Podríamos decir muchas cosas del holandés Vincent van Gogh, un genio de la pintura, creador de obras tan bellas y emblemáticas como Los girasoles. Como sabemos, su estilo marcó los movimientos impresionista y postimpresionista, que en el siglo XIX rompieron con el realismo en boga y con aquellos cuadros que se creaban por encargo de las casas reales, la nobleza o la burguesía para adornar palacios, iglesias o residencias señoriales.
Van Gogh pintaba lo cotidiano, el día, la noche, los campesinos labrando la tierra, las actividades de las clases populares, de aquellos y aquellas que visten sin joyas, que carecen de una opulencia que exhibir, ni enrostrar… las estampas de vida de la gente sencilla.
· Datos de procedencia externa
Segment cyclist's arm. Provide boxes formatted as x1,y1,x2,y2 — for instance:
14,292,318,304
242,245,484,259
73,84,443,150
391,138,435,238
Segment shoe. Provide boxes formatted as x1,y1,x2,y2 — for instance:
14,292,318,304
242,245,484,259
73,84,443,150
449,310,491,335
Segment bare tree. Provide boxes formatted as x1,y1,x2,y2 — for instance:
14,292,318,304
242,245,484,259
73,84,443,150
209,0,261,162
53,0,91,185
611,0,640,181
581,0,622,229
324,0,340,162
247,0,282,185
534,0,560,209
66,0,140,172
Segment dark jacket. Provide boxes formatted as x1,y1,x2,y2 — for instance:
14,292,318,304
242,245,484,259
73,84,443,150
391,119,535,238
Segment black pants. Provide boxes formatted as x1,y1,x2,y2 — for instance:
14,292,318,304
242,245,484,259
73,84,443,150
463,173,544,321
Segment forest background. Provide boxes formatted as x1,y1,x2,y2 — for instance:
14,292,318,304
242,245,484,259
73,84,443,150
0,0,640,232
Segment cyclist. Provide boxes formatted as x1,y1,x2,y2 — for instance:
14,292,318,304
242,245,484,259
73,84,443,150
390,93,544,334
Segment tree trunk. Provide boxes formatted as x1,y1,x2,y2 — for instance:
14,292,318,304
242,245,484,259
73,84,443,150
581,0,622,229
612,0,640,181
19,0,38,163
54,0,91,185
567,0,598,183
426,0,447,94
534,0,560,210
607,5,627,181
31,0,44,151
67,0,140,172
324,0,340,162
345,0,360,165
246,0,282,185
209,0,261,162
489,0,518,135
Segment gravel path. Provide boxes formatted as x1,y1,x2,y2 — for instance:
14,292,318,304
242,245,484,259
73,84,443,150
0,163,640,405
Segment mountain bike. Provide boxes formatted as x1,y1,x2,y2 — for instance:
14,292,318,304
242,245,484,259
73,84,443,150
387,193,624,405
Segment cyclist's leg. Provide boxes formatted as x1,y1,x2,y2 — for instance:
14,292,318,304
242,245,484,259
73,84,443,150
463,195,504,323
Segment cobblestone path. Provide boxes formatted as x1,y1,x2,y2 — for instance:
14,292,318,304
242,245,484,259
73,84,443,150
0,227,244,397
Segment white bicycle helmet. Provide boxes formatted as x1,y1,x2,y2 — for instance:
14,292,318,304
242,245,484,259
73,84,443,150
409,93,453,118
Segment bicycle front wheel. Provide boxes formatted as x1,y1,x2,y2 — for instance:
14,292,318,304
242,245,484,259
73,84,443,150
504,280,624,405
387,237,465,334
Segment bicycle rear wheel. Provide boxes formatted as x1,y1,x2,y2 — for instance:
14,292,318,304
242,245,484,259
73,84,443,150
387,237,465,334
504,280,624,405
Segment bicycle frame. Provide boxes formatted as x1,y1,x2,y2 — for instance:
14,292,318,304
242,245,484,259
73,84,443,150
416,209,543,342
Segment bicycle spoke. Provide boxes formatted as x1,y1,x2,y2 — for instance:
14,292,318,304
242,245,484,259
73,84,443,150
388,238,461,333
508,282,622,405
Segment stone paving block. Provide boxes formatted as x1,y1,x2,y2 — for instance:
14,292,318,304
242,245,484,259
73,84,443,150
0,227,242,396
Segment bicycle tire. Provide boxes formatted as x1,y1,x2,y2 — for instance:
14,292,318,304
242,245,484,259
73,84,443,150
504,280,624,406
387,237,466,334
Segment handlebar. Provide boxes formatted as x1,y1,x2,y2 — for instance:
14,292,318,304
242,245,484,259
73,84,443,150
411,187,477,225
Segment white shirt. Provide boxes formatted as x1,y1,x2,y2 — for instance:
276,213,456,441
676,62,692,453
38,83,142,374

Su técnica puntillista, característica de los pintores del Impresionismo, y sus composiciones tienen movimiento; su base de sustentación es inestable, es como si estuviesen volando o agitadas por el viento. Al mismo tiempo, su dominio del color le convierte en un artista único, capaz de hacer arte de lo simple. A través de la pintura intentaba canalizar todo su mundo interno, volcaba en ella sus miedos y sus obsesiones…
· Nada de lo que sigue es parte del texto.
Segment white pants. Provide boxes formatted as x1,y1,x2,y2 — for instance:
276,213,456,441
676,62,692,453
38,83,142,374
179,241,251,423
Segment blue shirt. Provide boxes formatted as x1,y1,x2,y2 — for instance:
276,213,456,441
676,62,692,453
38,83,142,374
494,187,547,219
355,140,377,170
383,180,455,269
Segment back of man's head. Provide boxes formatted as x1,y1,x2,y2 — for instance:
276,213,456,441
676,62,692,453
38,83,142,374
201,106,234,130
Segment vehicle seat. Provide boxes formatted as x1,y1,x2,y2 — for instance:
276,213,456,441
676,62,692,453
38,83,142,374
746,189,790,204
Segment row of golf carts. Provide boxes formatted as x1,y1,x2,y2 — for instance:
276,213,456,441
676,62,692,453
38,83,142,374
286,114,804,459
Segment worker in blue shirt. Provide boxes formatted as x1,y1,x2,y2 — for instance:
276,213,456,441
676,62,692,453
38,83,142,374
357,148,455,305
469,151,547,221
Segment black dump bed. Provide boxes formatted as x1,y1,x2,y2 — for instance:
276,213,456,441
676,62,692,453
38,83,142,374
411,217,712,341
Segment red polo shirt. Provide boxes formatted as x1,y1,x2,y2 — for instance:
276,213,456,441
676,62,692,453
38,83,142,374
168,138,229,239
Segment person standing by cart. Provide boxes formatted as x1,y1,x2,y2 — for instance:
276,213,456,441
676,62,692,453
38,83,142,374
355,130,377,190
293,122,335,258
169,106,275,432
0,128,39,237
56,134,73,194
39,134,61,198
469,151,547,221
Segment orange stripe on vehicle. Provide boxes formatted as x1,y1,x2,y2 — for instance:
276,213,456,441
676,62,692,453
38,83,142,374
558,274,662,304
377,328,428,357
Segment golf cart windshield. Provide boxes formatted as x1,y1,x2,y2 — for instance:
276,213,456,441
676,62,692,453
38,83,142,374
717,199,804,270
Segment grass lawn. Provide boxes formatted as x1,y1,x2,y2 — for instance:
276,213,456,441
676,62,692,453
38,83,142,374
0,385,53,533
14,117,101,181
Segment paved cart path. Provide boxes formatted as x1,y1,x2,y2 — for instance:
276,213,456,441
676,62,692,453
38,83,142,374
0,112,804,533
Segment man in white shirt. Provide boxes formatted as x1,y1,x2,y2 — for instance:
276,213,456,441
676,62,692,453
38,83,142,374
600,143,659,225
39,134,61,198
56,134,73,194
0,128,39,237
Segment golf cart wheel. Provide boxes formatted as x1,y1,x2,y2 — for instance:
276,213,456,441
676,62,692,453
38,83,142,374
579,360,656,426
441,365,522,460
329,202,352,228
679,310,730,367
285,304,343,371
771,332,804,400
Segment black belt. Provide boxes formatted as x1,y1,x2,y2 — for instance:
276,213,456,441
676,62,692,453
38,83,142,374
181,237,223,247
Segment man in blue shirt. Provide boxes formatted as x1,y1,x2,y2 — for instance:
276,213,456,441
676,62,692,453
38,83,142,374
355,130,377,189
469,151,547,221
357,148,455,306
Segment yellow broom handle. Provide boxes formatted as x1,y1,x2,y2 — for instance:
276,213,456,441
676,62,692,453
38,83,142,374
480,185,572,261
Su biografía está marcada por la evolución de una enfermedad mental grave como es la psicosis, cuyos síntomas le dominaban, y, al mismo tiempo, la necesidad de aceptación de los demás le abocó a extremos muy poco saludables.
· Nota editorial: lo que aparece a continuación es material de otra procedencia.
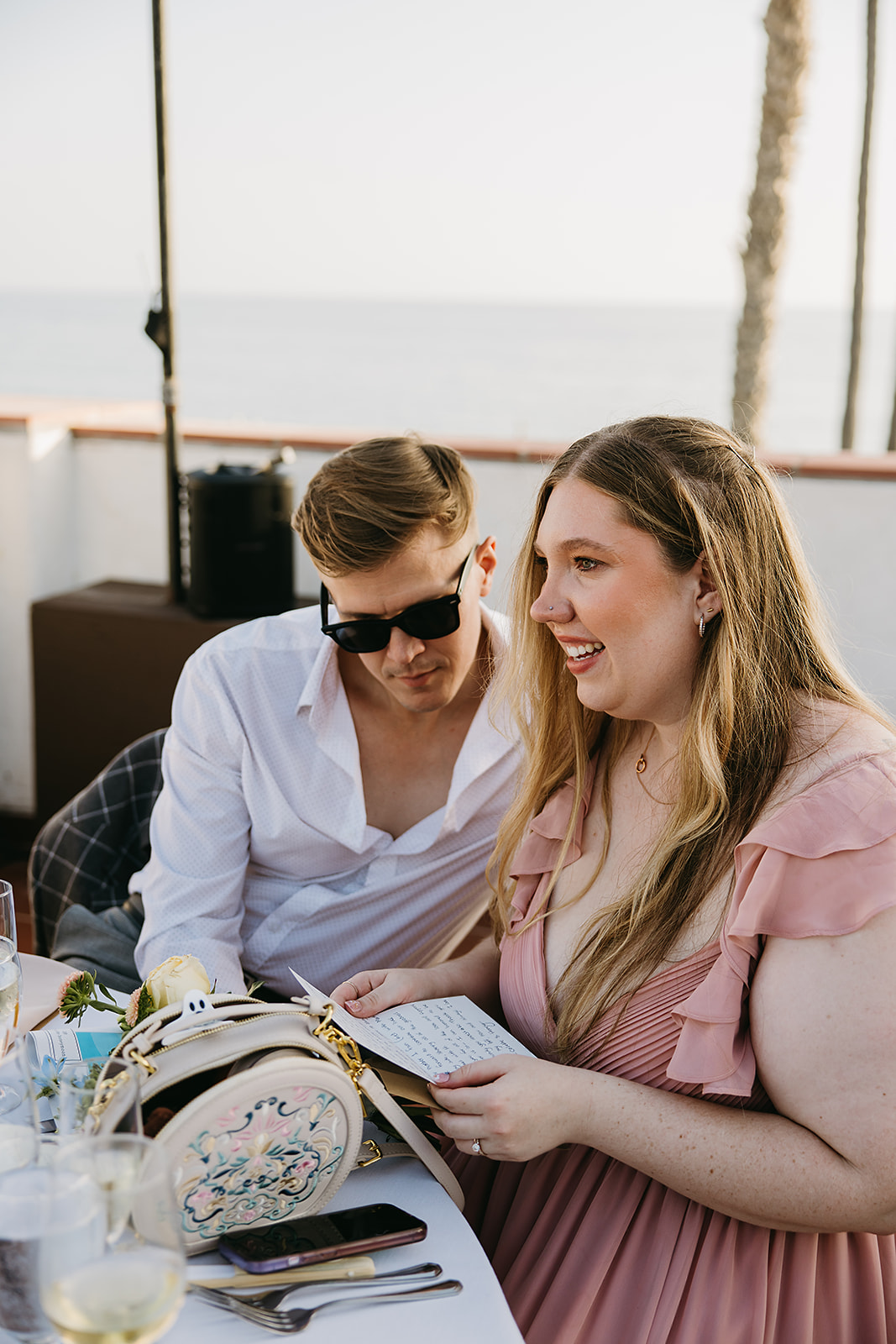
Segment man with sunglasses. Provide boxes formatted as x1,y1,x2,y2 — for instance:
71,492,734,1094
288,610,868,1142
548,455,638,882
132,438,517,996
La angustia perturbaba su juicio y le hacía ser poco racional, sus relaciones interpersonales y afectivas eran tormentosas. En sus conductas de autocastigo personal era obsesivo, tal vez por un sentimiento de rechazo profundo hacia sí mismo: no se alimentaba o no cuidaba de sí mismo. Esto, evidentemente, convertía en muy frágiles su salud física y psíquica. La única manera de calmar su angustia vital era con el recurso al alcohol o conductas sociales de riesgo.
Prácticamente solo mantuvo una relación normalizada de afecto con su hermano Theo, quien siempre le apoyó desde la distancia, como sabemos por la correspondencia que intercambiaron durante muchos años. Su hermano fue la persona que le ancló en el mundo real y fue a él a quien en sus cartas sí le expresaba pensamientos coherentes, reflexivos y sensatos, en los que era capaz de describirle sus circunstancias y plantearle sus miedos e inseguridades. En cambio, en su vida cotidiana sus actos carecían de toda coherencia.
Hubo momentos en los que se sintió ser parte de un proyecto colectivo, momentos de lucidez, como cuando junto con algunos de sus contemporáneos, como Paul Gauguin, promovió la creación de talleres creativos para artistas jóvenes, pero aquella iniciativa también terminó de manera conflictiva y abrupta, puesto que no toleraba el rechazo.
Su fragilidad física y psíquica motivaron que tuviera que ser ingresado de manera intermitente en sanatorios mentales, donde nunca pudo recuperarse, al punto que perdió el sentido de la realidad y llegó a mutilarse a raíz de un rechazo amoroso. Si vemos su evolución patológica, que culminó en una conducta autodestructiva, emerge una vez más el mito trágico, una vida de sufrimiento que terminó con su peor obra.
Además, no conoció el reconocimiento formidable que su obra obtuvo posteriormente y que siempre anheló: nunca vendió un cuadro. Hoy sus trabajos tienen un valor económico, y no solo artístico, incalculable. En el autorretrato que realizó después de cortarse una oreja predomina el color amarillo…
Si la psicosis tuviese un color, desde luego sería este, el característico que creó Vincent van Gogh.